Zwar sitzt die Künstlerinitiative Freiraum 2010, die das Haus besetzt hatte, nach wie vor auf der Straße (die WAZ berichtete), aber immerhin prüft die VTG, die Vermögensverwaltung des Deutschen Gewerkschaftsbundes, der die Immobilie gehört, von einer Klage abzusehen.
So schildert jedenfalls Freiraum-Sprecher Joscha Hendricksen den Stand der Dinge. Dies bestätigte auch Gewerkschaftssekretär der IG Bauen-Agrar-Umwelt Holger Vermeer. „Der Vorstand des Gewerkschaftsbezirks befürwortet jedenfalls einen Rückzug der Klage sowie eine ernsthafte Prüfung der kulturellen Nutzung des Essener Baus durch die Berliner Stellen“, so Vermeer.
Interesse an Nord-City
Man hoffe auf eine Lösung im Sinne aller Beteiligten, die notfalls auch erst schrittweise erfolgen könne, so Joscha Hendricksen. Etwa eine Teilöffnung des Hauses für Ateliers und Probenräume der Kreativen aus den unterschiedlichen Disziplinen, von der Bildenden Kunst über Musik bis zum Tanz.

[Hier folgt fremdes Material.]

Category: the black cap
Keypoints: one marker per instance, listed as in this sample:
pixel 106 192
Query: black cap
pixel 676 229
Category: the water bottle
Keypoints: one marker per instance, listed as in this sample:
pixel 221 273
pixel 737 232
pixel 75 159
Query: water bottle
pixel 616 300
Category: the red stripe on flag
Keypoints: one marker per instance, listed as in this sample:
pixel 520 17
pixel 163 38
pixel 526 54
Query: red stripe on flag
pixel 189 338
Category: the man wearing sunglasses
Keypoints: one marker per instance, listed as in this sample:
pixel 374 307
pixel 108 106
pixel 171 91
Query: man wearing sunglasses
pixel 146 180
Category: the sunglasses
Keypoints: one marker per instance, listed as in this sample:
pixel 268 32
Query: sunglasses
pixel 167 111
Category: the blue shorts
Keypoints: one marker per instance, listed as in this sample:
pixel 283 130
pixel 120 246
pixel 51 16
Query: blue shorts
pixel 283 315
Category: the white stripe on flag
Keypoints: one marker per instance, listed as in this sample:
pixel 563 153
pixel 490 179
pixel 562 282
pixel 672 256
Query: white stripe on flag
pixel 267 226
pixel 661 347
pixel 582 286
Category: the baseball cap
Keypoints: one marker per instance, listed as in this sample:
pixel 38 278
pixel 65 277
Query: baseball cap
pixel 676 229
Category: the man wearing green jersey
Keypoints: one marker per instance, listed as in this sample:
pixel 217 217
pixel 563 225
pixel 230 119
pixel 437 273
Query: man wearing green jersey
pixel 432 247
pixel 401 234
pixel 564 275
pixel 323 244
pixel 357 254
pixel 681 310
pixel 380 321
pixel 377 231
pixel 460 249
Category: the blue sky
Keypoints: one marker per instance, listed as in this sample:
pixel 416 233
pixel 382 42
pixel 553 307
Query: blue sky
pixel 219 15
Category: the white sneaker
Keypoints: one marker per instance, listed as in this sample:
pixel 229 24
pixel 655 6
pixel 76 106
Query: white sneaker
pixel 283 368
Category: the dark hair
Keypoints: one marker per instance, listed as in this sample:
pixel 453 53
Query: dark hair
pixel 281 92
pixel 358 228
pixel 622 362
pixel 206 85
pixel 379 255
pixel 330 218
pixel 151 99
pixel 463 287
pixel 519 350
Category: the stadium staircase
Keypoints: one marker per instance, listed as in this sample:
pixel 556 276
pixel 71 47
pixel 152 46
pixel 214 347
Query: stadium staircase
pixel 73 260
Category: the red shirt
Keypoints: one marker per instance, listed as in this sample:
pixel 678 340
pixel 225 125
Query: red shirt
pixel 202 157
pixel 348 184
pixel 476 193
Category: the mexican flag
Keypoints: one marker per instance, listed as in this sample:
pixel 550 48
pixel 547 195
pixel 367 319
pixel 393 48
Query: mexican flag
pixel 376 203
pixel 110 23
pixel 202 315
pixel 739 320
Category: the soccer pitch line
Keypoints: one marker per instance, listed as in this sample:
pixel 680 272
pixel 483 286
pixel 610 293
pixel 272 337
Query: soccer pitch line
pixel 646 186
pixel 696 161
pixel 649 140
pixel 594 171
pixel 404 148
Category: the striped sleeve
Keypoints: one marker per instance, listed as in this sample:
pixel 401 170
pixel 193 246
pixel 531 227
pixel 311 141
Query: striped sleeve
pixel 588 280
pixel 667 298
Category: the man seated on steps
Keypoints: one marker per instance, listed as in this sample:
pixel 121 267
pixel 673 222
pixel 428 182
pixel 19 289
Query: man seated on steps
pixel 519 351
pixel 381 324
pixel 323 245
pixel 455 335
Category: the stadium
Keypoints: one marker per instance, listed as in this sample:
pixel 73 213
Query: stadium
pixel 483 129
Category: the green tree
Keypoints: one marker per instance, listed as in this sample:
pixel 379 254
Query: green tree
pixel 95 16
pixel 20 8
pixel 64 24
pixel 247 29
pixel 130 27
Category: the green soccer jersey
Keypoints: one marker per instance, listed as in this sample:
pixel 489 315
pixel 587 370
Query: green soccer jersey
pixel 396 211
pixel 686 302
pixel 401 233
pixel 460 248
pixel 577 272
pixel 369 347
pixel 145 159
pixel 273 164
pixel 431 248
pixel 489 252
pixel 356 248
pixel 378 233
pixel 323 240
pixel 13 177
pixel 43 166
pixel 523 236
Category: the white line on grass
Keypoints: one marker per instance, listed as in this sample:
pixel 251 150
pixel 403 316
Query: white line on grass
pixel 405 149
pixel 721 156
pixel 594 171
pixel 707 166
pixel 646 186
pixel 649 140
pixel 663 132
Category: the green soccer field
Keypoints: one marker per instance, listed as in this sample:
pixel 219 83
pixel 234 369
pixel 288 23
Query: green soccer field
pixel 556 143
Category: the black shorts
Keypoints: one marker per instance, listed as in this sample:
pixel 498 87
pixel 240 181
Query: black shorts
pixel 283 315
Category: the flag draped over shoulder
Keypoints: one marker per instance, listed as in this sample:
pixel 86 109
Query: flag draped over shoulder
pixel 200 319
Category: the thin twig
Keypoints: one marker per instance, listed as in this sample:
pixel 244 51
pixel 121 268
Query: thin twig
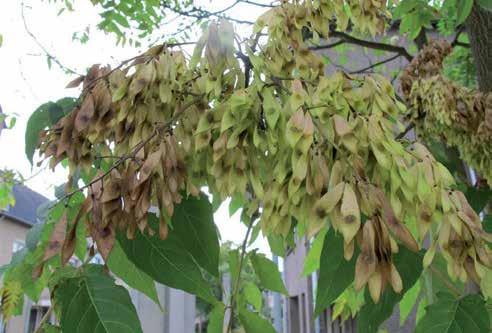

Es ist eben nicht nur das Haus mit seinen zahlreichen Räumen, sondern gerade auch die Lage am Übergang zur Nord-City, an der das Interesse wieder langsam zu wachsen scheint. Dass neben den Entwicklungsplänen des Investors Klaus Wolff zwischen Kreuzeskirche, Rottstraße und Kastanienallee auch der Essener Unperfekthaus-Betreiber Reinhard Wiesemann, der kürzlich eine Großimmobilie an der Viehofer-Straße für wirtschaftlich-kulturelle Mischfunktion erwarb, Engagement für das Problemviertel zeigt, stimmt hoffnungsvoll.
Das sieht auch Joscha Hendricksen so. Der Bedarf für Atelierräume scheint jedenfalls groß zu sein. Über 100 konkrete Anfragen habe es in den vergangenen Tagen bereits gegeben, der Realbedarf könnte sogar größer sein, so der Freiraum-Sprecher. Dass eine qualitätsvolle Belebung des mehr und mehr absterbenden Kleinraums zwischen Schützenbahn und Viehofer nur zu wünschen ist, weiß jeder, der das Areal durchquert. Tendenziell tot, Tag und Nacht.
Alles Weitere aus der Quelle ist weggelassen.